Waartoe echter deze halsbrekende salto mortale over de grenzen der kennis heen, die hem alle vaste bodem onder de voeten deed verliezen? De oorzaak kon geen logische zijn, want juist door deze sprong geraakte hij in tegenstrijdigheden, die zijn eigen uitgangspunt wegnamen. De oorzaak was een historische, die in hem de behoefte naar de veronderstelling van een bovenzinnelijke wereld verwekte, aan welke hij tot elke prijs moest voldoen.

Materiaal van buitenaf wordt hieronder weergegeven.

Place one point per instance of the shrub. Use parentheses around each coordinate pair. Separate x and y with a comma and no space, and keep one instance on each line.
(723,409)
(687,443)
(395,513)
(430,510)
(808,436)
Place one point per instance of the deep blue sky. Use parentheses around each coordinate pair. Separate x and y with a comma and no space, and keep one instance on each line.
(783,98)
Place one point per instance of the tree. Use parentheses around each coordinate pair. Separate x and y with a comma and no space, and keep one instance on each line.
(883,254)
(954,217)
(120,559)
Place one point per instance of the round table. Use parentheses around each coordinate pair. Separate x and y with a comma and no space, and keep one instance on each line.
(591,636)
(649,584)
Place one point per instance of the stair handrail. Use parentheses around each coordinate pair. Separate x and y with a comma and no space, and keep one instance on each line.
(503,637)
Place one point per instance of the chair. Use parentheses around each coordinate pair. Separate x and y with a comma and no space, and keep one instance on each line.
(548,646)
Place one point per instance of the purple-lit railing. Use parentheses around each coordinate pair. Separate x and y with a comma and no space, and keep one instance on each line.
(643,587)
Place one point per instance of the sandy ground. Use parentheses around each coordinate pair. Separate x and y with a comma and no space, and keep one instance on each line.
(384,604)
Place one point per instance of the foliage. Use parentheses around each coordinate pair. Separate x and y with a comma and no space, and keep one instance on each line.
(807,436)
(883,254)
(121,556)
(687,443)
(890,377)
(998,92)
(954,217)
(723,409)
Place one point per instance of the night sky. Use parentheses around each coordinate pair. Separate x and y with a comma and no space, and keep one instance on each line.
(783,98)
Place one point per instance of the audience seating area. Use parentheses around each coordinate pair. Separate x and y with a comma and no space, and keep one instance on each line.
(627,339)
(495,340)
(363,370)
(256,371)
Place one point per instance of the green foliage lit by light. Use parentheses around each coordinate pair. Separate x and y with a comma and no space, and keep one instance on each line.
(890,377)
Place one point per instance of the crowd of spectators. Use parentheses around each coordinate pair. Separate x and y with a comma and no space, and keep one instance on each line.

Was in de achttiende eeuw Frankrijk honderd jaar bij Engeland ten achter, zo Duitsland evenveel jaren bij Frankrijk. Als de Engelse bourgeoisie het materialisme niet meer nodig had, daar zij zonder dit, op godsdienstige grondslag, het met de feodale, absolute staatsmacht en haar kerk had klaargespeeld, zo voelde de Duitse bourgeoisie zich nog niet sterk genoeg om openlijk de strijd tegen deze staatsmacht en haar kerk op te nemen. Zij schrikte daarom ook voor het materialisme terug. Dit kwam in de achttiende eeuw naar Duitsland en naar Rusland niet als filosofie van strijd, maar van genot, in zijn aan de behoeften van het “verlichte” despotisme aangepaste vorm. Het groeide aan de hoven der vorsten onmiddellijk naast de meest bekrompen orthodoxie op. Bij de bourgeoisie bleef zelfs bij haar koenste en onafhankelijkste voorvechters in de regel een rest van christelijk bewustzijn over, dat zij niet kwijt raakten.

Dat had voor de Duitse filosofen de Engelse filosofie sympathiek moeten maken. Op Kant oefende zij ook grote invloed uit. Ik herinner mij niet bij hem ergens een Frans materialist van de achttiende eeuw vermeld te hebben gevonden. Daarentegen citeert hij met voorliefde Engelsen uit de zeventiende en achttiende eeuw, Locke, Hume, Berkeley, Priestley.

Maar tussen de Duitse en Engelse filosofie bestond toch een groot verschil. De Engelsen filosofeerden in een tijd van snelle praktische opkomst, grote praktische klassenstrijden. De praktijk nam al hun geestkracht in beslag; ook hun filosofie werd geheel door praktische gezichtspunten beheerst. Hun filosofen waren groter door wat zij deden in de economie, de politiek, het natuuronderzoek, dan in de filosofie.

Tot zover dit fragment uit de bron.